As if going into the insurance business (please clap) wasn't enough of a pivot for Tesla of late, the company is now also apparently going to try its hand in loansharking... to its own employees. The loans will be facilitated through London-based fintech start-up Salary Finance, and funded via its partner Axos Bank.
The plan is being pitched as a way for employees to "borrow money at relatively affordable rates", where the key word, of course, is relatively.
Salary Finance is in the business of letting workers borrow up to 20% of their salary and pay it back at rates under 5%, although the "under" tends to be loose. Tesla is referring to this plan as a "financial well being" benefit, as if charging employees 5% interest is somehow a convenience. Though, it doesn't surprise us entirely that a company with over $11 billion in debt is following this line of logic.

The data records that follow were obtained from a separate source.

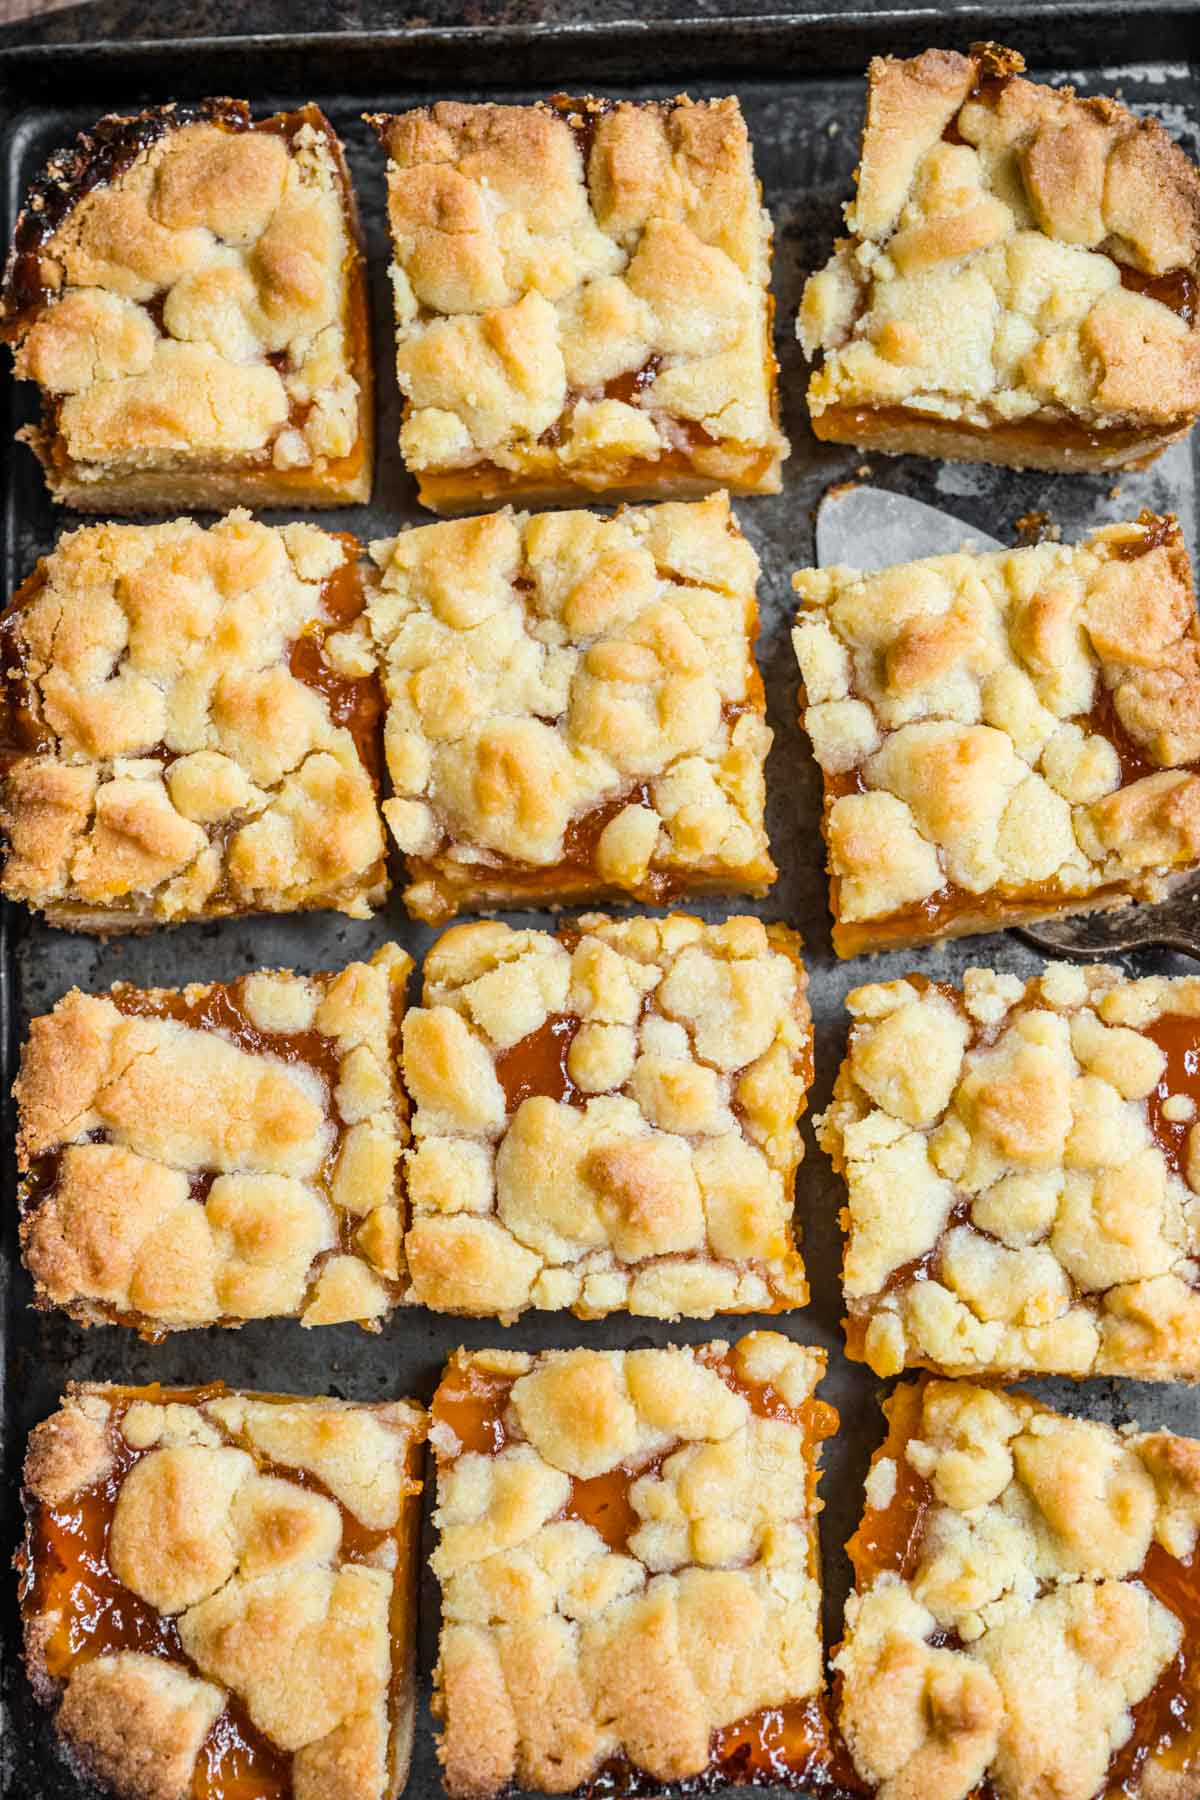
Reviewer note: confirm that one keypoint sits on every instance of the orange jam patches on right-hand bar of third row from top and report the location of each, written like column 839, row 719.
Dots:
column 1178, row 1038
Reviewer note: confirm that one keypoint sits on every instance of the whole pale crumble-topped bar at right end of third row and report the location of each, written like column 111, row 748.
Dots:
column 1023, row 1164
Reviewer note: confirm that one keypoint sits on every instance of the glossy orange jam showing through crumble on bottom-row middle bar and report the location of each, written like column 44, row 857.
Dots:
column 776, row 1747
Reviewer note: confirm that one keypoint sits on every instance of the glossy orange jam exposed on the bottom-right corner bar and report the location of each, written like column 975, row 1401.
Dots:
column 1167, row 1723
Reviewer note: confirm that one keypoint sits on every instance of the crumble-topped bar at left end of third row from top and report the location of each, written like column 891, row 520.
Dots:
column 215, row 1155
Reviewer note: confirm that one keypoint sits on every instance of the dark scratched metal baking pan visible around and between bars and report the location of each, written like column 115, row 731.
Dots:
column 801, row 87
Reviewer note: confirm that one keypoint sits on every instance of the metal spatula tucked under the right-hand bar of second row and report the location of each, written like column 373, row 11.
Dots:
column 868, row 528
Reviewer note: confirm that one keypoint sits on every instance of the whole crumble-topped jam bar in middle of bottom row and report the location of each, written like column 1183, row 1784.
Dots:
column 629, row 1569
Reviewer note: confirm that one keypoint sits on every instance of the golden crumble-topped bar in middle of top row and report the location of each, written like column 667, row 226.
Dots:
column 582, row 301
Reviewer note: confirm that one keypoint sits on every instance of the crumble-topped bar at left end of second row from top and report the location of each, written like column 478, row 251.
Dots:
column 190, row 728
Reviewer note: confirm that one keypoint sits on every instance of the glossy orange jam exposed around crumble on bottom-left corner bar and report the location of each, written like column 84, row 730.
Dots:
column 66, row 1576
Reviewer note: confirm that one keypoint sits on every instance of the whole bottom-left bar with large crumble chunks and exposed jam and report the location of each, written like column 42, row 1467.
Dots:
column 219, row 1590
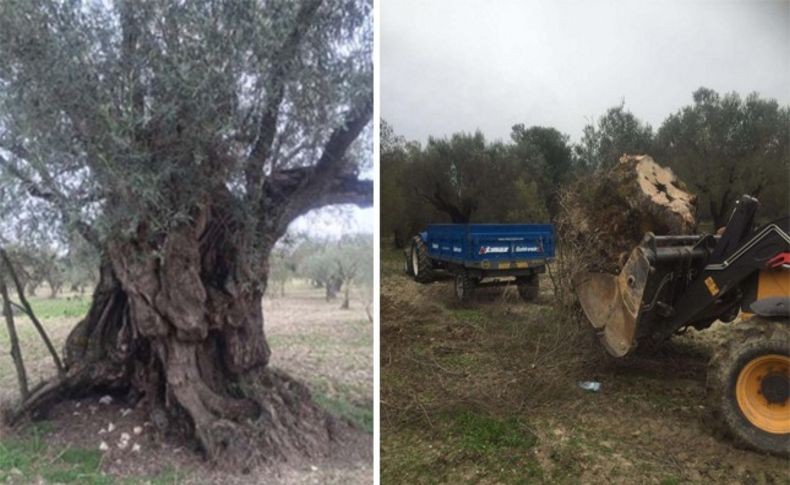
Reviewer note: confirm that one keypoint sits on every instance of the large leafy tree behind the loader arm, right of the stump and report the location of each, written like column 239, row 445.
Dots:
column 725, row 146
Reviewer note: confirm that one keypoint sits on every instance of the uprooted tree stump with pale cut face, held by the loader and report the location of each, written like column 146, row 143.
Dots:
column 604, row 216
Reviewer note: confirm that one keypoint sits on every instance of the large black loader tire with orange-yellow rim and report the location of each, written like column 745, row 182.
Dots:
column 748, row 385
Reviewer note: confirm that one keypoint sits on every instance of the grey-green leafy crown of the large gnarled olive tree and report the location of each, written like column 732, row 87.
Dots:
column 123, row 116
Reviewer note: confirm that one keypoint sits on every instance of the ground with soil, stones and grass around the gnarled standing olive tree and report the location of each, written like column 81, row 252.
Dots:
column 313, row 340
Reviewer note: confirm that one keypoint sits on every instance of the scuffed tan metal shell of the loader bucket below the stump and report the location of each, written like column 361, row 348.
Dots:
column 612, row 303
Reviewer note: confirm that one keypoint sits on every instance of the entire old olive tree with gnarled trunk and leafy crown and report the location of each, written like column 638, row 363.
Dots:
column 180, row 139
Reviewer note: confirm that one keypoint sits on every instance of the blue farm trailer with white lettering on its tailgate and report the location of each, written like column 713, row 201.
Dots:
column 483, row 255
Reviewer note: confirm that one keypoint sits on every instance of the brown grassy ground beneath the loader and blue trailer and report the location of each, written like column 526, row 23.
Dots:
column 488, row 393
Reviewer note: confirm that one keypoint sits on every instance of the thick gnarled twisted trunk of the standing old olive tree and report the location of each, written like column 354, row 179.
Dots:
column 177, row 326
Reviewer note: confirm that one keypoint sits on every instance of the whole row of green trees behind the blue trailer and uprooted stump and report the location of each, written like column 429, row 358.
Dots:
column 721, row 146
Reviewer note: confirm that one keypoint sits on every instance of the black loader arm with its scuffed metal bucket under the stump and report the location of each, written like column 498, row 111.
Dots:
column 670, row 282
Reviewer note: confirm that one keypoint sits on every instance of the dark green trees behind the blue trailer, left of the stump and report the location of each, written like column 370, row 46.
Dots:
column 464, row 178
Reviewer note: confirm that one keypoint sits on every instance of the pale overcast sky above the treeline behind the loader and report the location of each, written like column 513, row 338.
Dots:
column 460, row 65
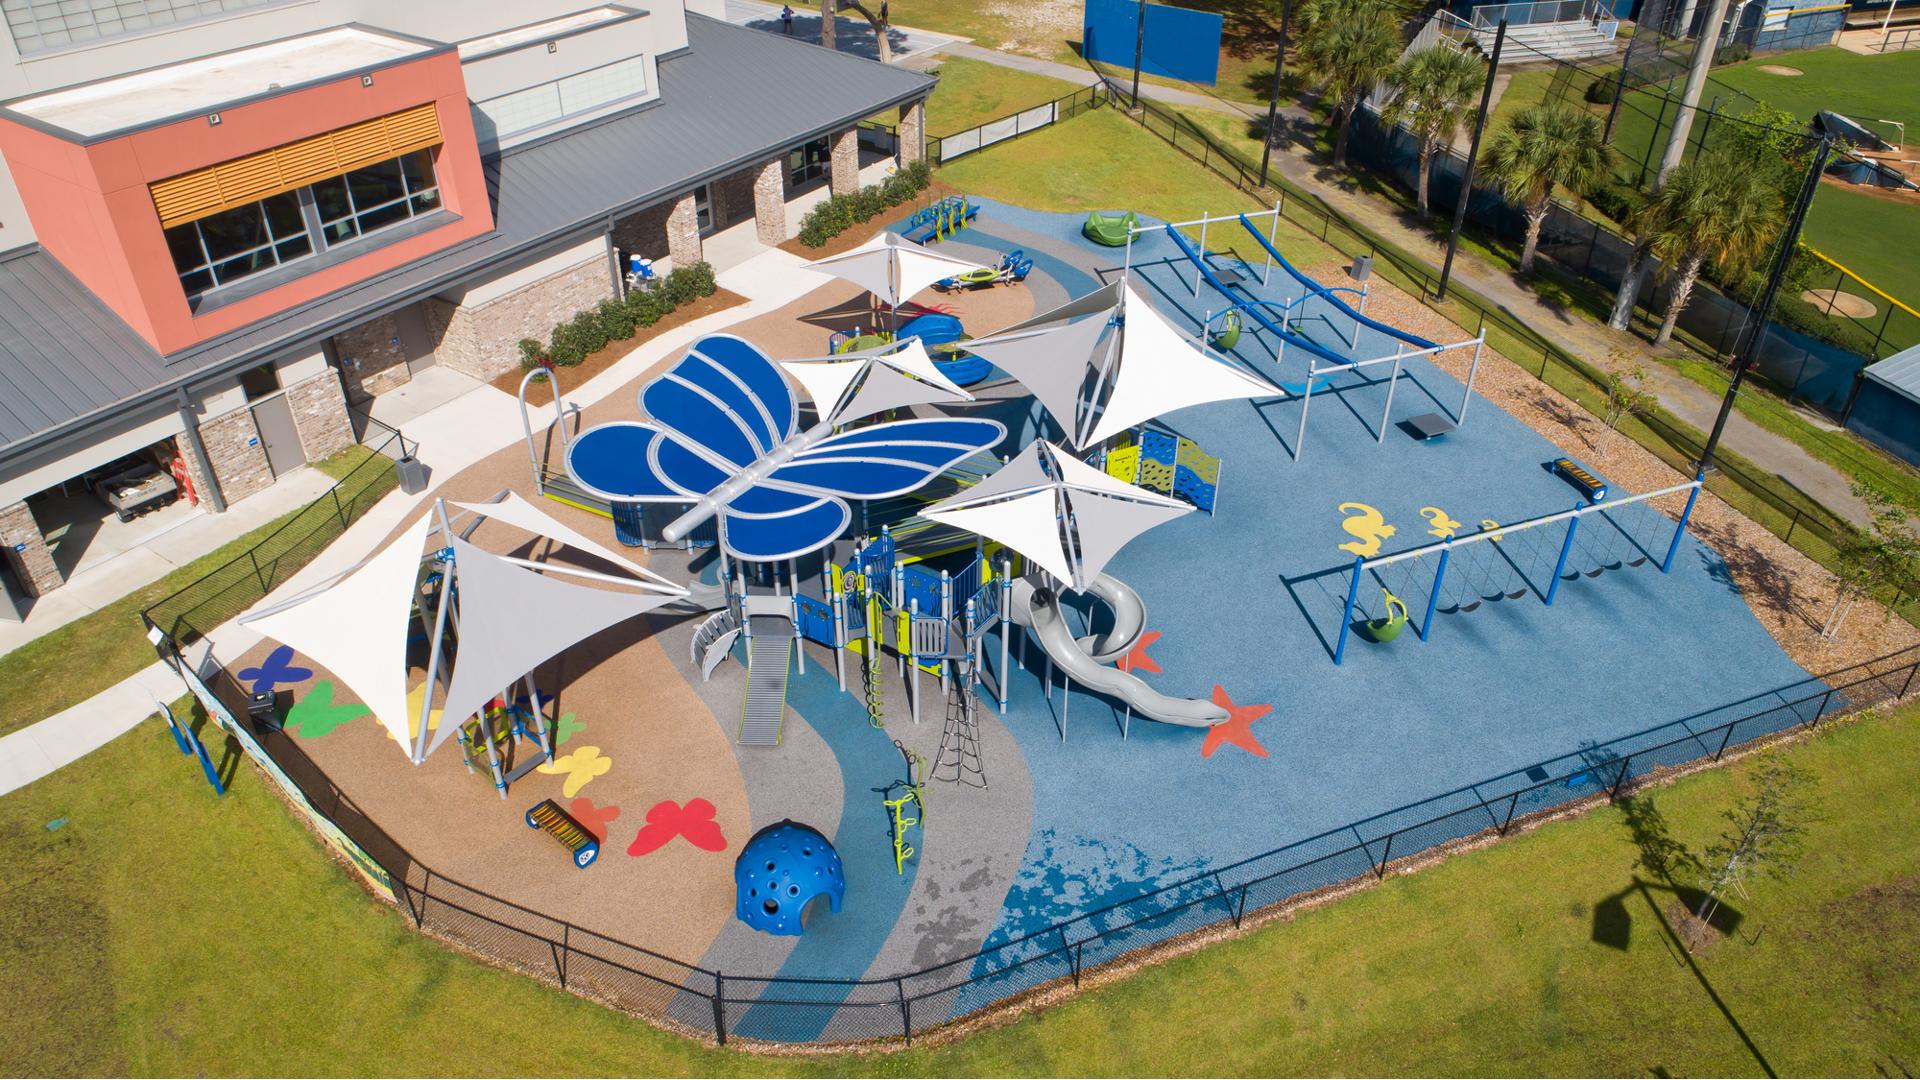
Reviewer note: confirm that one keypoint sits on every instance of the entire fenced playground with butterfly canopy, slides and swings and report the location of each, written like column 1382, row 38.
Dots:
column 1308, row 579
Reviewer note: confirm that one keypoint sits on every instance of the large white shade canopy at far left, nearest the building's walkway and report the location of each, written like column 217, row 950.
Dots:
column 512, row 620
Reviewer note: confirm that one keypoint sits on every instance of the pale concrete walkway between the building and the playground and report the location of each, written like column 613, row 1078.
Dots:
column 452, row 437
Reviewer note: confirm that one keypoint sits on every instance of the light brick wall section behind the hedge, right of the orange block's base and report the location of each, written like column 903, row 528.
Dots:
column 487, row 341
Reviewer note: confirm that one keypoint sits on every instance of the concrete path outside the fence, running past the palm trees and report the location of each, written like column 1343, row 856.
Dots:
column 1568, row 330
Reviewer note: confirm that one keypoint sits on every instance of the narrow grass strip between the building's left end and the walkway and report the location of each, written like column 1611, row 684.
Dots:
column 84, row 658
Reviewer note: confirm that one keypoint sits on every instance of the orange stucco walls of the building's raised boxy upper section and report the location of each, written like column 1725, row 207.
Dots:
column 91, row 205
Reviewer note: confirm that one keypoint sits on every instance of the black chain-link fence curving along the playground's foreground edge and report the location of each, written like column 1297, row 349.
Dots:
column 784, row 1010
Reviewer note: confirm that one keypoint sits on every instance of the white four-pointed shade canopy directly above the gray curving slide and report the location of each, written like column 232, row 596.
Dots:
column 1059, row 512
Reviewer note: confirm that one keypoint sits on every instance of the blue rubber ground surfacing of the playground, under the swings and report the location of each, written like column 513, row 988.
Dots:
column 1249, row 601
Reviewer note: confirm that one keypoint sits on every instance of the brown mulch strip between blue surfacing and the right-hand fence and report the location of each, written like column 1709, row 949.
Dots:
column 1788, row 593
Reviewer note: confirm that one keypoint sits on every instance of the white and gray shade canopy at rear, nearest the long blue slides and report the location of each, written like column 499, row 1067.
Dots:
column 1138, row 364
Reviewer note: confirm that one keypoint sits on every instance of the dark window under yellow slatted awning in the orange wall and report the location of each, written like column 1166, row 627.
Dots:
column 279, row 230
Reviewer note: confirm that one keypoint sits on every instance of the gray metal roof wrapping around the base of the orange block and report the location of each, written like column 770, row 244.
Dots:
column 727, row 101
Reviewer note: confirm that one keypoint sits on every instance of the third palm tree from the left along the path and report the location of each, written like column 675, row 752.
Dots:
column 1539, row 149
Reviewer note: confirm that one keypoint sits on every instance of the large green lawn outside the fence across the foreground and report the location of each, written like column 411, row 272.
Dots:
column 166, row 931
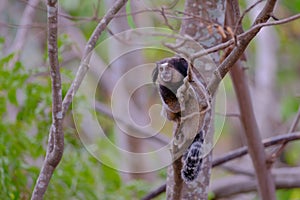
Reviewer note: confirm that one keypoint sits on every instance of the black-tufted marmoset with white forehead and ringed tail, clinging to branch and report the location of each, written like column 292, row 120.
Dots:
column 169, row 74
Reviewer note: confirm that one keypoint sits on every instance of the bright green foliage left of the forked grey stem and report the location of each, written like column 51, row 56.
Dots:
column 21, row 134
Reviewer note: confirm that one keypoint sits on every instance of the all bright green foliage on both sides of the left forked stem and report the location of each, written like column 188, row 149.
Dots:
column 24, row 136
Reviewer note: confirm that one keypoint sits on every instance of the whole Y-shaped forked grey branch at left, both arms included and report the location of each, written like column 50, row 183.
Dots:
column 59, row 107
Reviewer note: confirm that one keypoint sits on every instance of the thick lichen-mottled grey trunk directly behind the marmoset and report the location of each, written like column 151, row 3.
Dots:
column 204, row 15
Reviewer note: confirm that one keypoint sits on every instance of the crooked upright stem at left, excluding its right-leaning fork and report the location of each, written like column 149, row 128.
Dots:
column 56, row 137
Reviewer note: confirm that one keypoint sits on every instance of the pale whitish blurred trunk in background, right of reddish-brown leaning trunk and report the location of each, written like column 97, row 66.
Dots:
column 265, row 77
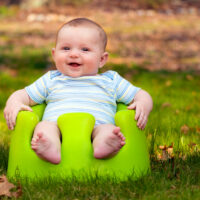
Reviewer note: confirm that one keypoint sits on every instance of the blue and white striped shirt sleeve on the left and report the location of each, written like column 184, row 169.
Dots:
column 38, row 91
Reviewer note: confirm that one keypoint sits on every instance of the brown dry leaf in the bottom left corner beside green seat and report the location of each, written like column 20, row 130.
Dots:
column 6, row 186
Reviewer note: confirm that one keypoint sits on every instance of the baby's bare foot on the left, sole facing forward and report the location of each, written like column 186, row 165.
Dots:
column 45, row 149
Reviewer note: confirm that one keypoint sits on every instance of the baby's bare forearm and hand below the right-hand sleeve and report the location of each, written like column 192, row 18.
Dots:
column 143, row 105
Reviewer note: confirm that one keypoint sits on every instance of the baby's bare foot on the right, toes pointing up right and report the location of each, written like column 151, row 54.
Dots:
column 110, row 144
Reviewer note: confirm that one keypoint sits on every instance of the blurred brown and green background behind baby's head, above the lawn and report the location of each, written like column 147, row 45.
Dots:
column 152, row 34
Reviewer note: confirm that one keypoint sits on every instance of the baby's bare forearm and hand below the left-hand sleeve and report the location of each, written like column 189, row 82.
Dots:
column 19, row 100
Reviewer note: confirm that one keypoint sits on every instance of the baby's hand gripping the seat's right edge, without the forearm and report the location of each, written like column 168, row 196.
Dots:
column 141, row 113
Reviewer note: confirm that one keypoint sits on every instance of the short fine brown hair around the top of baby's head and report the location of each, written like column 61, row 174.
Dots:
column 86, row 22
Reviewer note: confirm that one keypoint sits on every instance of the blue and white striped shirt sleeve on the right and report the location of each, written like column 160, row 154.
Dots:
column 125, row 91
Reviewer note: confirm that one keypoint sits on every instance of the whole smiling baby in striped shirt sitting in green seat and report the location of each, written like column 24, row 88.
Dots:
column 76, row 86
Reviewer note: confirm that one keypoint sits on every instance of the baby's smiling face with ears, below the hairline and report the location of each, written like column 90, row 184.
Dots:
column 79, row 52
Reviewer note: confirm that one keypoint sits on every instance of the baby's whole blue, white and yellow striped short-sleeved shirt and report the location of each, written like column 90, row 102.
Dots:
column 96, row 95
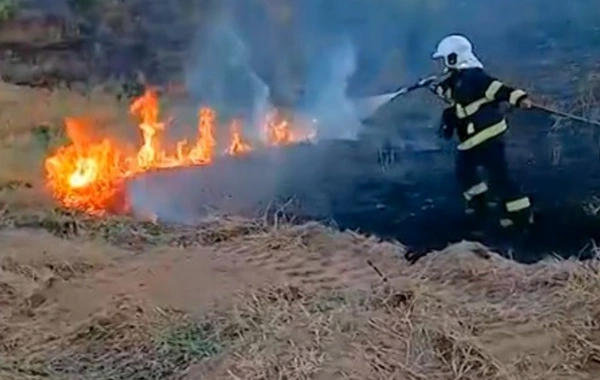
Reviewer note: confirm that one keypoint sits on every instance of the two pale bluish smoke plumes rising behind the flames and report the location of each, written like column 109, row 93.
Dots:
column 221, row 75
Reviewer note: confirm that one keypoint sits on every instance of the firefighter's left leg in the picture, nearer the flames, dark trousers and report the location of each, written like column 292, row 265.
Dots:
column 474, row 189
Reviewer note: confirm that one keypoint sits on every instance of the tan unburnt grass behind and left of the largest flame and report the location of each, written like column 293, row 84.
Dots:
column 32, row 125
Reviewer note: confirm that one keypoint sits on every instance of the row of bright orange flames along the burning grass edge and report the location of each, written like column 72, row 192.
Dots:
column 89, row 173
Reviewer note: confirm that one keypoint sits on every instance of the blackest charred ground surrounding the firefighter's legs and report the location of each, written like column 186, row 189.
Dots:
column 417, row 202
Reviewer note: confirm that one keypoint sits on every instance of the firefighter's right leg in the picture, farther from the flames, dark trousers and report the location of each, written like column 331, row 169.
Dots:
column 517, row 206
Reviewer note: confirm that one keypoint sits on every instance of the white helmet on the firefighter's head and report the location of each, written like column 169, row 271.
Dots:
column 457, row 52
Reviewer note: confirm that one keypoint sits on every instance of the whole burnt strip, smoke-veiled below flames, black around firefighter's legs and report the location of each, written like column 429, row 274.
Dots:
column 413, row 198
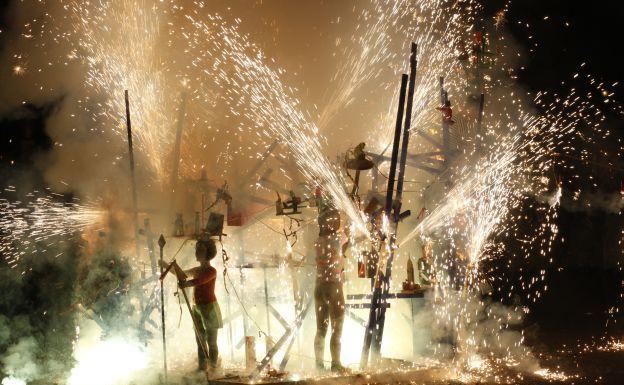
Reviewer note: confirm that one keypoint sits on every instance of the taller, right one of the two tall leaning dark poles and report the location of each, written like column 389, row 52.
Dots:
column 399, row 193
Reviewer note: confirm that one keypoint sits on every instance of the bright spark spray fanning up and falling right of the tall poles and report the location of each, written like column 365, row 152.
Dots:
column 483, row 207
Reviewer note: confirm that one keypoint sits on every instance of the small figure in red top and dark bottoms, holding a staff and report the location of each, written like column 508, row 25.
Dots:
column 206, row 309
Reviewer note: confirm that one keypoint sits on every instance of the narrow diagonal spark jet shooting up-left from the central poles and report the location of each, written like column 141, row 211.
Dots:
column 258, row 93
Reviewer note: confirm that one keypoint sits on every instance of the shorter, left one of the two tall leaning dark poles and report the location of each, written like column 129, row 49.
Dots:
column 376, row 297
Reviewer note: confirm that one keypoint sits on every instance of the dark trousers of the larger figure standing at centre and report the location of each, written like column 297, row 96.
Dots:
column 329, row 302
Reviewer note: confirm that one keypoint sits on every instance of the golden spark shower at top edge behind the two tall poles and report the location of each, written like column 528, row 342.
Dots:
column 385, row 30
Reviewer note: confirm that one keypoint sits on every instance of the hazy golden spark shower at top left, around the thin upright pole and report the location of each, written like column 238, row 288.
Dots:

Tesla says that the plan is a way for employees to "handle their debt and expenses without turning to higher-cost alternatives like a 401k loan, credit cards with a high annual percentage rate, or traditional payday loans." Cynics have seen right through these explanations, and believe this is a way for the company to avoid its employees being "forced" to liquidate their TSLA stock, especially as it drops ever lower, and subjects an increase number of them to margin calls.
Current employees, however, don't seem to excited about the idea.
CNBC spoke to three employees who said that they view employee loans as a "band-aid". Maybe Tesla should promote these three employees to their accounting department for a couple days - sounds like they may be able to clean up some of the company's finances. Instead, employees are only asking for the basics: "more predictable income from a set, 40 hour work week" as Tesla is notorious for asking its employees to change hours, change departments and change schedules on the fly:
In recent weeks, for example, Tesla sent workers home early from their shifts after glitches at the Fremont car plant. In the production line under the tent at the site, conveyors have broken down at the point where cars are carried forward for “battery marriage,” where workers install heavy battery packs into the Model 3 sedans and join two halves of the cars together. Inside the main building, there have been troubles with camera calibration, where employees test the in-vehicle cameras on a Model 3 to make sure they are working properly in concert with sensors to enable Tesla’s semi-autonomous-driving features.
Tesla also told some workers not to come in to work at the Gigafactory during what employees described as unexpected maintenance and cleaning.
Six additional employees said that raises and bonuses typically "don’t cover cost-of-living increases." Other employees said that the company caps raises at about 2%, even for those with the best performance ratings by their managers. One employee recalled getting an annual raise of less than 1% and three shares of stock as a bonus after a year of "good, but not spectacular" performance.
Social media seems to be enjoying the news:
I haven't read details yet but I surmise it is loans against your shares so you don't need to add more selling pressure to the markets. $tsla— deltahedgejohnny (@deltahedgejohn1) May 2, 2019
And is it us, or does Tesla recently seem to be trying to tap into all different kinds cash flow ideas - except selling cars?